Status:🤷 UNKNOWN
Date:📅 unknown
Decision Makers:unknown
ADR-0005: iMessage source via the imessage-exporter txt format
- Status: Accepted
- Date: 2026-06-27
- Builds on: 📝 ADR-0003 (dual-source unified schema)
Context
📝 ADR-0003 made msgbrowse multi-source. This ADR records how the second source —
Apple iMessage — is ingested: from the on-disk output of
imessage-exporter run with
-f txt, parsed into the shared signal.Message model and tagged
source="imessage".
The txt format is not formally specified; it was reverse-engineered from the
4.2.0 source (the templates in src/exporters/txt/). It differs from Signal's
chat.md in several ways that drove the design:
- Layout is flat: one
<ChatName>.txtper conversation in the export root, plus anattachments/directory — not Signal'sexport/<conv>/chat.md+media/nesting. - Block shape:
timestamp line→sender line(Me/ contact / handle) → body lines → bare attachment path lines → optionalTapbacks:/ indented quoted replies / status notices → blank line between messages. - Timestamp:
%b %d, %Y %l:%M:%S %pwith a space-padded hour (e.g.May 20, 2020 9:10:11 AM), optionally trailed by a read receipt. - Attachments have no marker — they render as bare filesystem path lines, indistinguishable from body text except by shape.
Decision
- Target imessage-exporter 4.2.0 txt. Pin and document the supported
version. A new
internal/imessagepackage parses the format; a newimessage-importsubcommand drives it with its ownimessage_archive_root. - Reuse everything downstream. The parser emits
signal.Message; import uses the same incremental/idempotent store path as Signal (UpsertConversation/ReplaceConversationMessages/ingest_state). Only the parser and the directory walk are source-specific. - Namespace the message hash by source (
Message.HashWithSource): with two sources, conversations that share a display name (signal:"MJ", imessage:"MJ") could otherwise collide on the globally-uniquemessages.hash. The store now keys messages byhash(source, conversation, ts, sender, body, seq). - Attachments are detected heuristically — a spaceless path line ending in
a known media/document extension becomes an attachment (image vs file by
extension); everything else is body text. Tapbacks, indented quoted replies,
and status notices ("This message responded…", "Attachment missing!") are
skipped. Bare http(s) URLs in body become links (shared
signal.ExtractLinks). - Media serving is source-aware. The web media handler resolves an
attachment under the right archive for the conversation's source — Signal:
<archive>/export/<conv>/<rel>; iMessage:<imessage_archive>/<rel>— both through the same path-traversal containment check.
Why these choices
- txt over html/json: txt is the smallest, most stable surface to parse and matches the brief's "Markdown exporter" framing; html would couple us to markup, and json isn't this tool's native output.
- Heuristic attachments: the format genuinely lacks an attachment marker, so
perfect classification from txt alone is impossible. The spaceless-path-with-
known-extension heuristic captures the common case (copy-mode paths like
attachments/AB/CD/IMG.HEIC) and treats ambiguous prose as body — the safe failure direction (a missed attachment is still searchable text; a false attachment would merely 404 in the gallery). - Hash namespacing over schema change: folding source into the hash is a
one-line, backward-self-healing change (re-import replaces rows); it avoids a
composite-key migration on
messages.
Consequences
- iMessage conversations, messages, links, and (best-effort) attachments are browsable and searchable alongside Signal, sharing the FTS5 index, embeddings, MCP tools, and (later) the journal — no per-source code in those layers.

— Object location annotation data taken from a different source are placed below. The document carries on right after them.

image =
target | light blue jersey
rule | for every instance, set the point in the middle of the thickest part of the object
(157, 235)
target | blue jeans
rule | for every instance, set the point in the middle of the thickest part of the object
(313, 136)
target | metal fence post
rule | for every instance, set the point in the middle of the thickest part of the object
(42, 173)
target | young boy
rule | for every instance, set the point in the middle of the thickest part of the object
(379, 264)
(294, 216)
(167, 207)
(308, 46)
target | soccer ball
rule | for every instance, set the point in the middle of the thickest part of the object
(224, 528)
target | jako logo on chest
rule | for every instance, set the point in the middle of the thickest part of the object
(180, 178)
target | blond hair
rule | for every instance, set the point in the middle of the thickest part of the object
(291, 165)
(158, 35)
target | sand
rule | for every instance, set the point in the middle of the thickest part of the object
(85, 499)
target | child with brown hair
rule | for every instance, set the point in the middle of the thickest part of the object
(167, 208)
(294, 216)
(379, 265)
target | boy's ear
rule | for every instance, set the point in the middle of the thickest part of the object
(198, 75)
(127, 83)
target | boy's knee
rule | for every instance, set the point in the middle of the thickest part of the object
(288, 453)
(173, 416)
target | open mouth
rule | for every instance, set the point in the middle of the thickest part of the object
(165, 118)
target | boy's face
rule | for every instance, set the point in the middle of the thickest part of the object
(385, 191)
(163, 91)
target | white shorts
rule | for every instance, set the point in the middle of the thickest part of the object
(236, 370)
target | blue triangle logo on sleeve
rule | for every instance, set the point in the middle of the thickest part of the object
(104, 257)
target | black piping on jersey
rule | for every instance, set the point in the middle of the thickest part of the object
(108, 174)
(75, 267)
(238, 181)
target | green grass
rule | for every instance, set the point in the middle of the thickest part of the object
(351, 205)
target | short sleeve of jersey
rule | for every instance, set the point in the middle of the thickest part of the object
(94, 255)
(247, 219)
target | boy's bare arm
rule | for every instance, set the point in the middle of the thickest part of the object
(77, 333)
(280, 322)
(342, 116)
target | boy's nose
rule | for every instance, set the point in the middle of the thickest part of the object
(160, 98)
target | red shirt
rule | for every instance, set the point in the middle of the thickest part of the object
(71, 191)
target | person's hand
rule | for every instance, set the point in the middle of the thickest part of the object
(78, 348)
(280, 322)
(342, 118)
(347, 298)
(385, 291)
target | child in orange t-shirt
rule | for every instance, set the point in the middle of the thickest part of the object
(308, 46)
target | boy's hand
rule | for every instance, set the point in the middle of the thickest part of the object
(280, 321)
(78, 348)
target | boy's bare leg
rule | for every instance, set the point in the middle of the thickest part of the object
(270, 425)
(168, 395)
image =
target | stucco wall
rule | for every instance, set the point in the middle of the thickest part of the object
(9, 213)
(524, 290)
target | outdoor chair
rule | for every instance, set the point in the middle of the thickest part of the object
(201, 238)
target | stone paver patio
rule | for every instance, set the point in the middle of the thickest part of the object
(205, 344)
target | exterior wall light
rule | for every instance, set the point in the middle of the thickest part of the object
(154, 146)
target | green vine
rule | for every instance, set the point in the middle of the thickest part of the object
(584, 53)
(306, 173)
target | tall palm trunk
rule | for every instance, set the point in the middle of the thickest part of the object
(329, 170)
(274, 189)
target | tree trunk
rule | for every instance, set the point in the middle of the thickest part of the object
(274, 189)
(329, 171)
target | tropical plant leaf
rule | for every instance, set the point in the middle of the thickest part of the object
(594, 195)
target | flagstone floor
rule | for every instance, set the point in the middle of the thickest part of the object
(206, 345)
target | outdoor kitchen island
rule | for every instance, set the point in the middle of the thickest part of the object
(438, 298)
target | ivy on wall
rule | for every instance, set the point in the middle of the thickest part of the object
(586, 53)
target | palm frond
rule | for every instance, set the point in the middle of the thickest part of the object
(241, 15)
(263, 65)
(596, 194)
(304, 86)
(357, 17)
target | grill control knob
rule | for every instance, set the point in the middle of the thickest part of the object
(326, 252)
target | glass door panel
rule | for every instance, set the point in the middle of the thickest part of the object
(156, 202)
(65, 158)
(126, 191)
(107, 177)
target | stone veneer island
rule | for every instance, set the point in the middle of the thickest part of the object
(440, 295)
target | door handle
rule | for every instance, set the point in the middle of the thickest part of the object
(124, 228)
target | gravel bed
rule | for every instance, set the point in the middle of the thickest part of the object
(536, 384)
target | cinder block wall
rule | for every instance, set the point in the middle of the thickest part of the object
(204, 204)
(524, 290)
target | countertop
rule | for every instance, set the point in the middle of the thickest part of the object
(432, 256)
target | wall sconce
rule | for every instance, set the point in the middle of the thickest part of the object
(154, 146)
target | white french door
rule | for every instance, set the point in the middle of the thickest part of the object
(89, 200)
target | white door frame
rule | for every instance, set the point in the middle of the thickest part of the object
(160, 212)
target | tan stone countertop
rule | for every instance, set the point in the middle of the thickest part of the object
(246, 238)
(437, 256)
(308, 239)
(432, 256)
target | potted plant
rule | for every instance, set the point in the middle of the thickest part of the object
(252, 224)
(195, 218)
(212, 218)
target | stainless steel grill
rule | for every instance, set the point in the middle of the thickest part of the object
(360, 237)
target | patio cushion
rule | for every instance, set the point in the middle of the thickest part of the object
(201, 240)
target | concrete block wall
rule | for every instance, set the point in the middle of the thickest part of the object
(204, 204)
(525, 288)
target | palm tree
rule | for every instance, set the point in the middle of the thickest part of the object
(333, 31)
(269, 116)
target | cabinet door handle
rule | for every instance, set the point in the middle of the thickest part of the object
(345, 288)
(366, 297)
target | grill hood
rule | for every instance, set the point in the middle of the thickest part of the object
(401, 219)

- The format is version-sensitive and unvalidated against a real export. The
parser was built from 4.2.0 source + a synthetic fixture; the attachment-path
heuristic and exact dir layout should be confirmed against real output, and
the parser adjusted if a different version is used. This is called out in the
README and the
imessage-importhelp. - Re-importing existing Signal data after the hash change re-keys its messages
(a no-op replace); embeddings keyed by the old hash become orphans reclaimed
by
embed --prune.
Alternatives considered
- Generalize the Signal ingest into a shared engine up front. Deferred: the two importers share the incremental/store logic but differ in discovery and parsing; a premature abstraction would be shapeless. Extract later if a third source arrives.
- Parse imessage-exporter's html or read chat.db directly. Rejected: html is markup-coupled; chat.db is SQLCipher/format-churny and out of scope (msgbrowse reads exporter output, it is not itself an exporter).